Within a month at least three class-action suits will be filed against the platforms that issued Anthropic tokens (Forge Global, Hiive, Unicorns Exchange). Plaintiffs will demand either recognition of their rights to real shares or compensation for losses. Anthropic will defend itself by saying it warned everyone. The token market will crash 80–90 %. This will create negative sentiment around the IPO itself.
At the same time the SEC will launch a non-public investigation into these platforms. Regulators have long wanted to clean up trading of private securities on crypto rails. The Anthropic case will become the perfect test case.

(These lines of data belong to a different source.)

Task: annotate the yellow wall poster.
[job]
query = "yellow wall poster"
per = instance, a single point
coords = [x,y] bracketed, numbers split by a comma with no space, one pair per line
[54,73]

Next 90 days: SpaceX will outshine Anthropic and change everything.
SpaceX plans an IPO at roughly $1.8 trillion around June 12, 2026. Polymarket puts the probability of closing above $2 trillion on day one at 78 %.
What this means for Anthropic: two to three weeks after SpaceX goes public (assuming success), investors will have a fresh example of what a “good tech IPO” looks like. If SpaceX rises 20–30 % on day one, expectations for Anthropic will skyrocket. If SpaceX falls (unlikely but possible), the IPO window for unprofitable tech companies will close for years.
Anthropic is trapped by its own choice: it filed the S-1 and there is no going back. If it withdraws after a SpaceX failure, it will be seen as admitting weakness. If it goes public in a weak market, its valuation will drop 40–50 % on day one.
What about 12 months from now? Either Anthropic becomes a public company with a market cap of $400–500 billion (because the market will adjust its valuation to realistic multiples) or it withdraws the S-1 and stays private, burning $30–40 billion a year until Series H investors demand an exit.
The second scenario is more likely. The $65 billion Series H gives it a 1.5–2-year runway. It can wait out market turbulence and try again in 2027 or 2028. But that requires revenue to keep growing at least 50 % a year. That becomes harder and harder when you are already at a $47 billion run-rate.
I don’t know whether anyone will ever buy that $4.85 million Mill Valley mansion in exchange for Anthropic stock. But I do know one thing: the person who sells that house for Anthropic stock today will either be a genius in five years or lose everything. And the stakes in this game are higher than any real estate in California. Because we still don’t know the one number that matters—Anthropic’s gross margin. And the fact that the company is working so hard to hide it tells me far more than all of its $47 billion in revenue.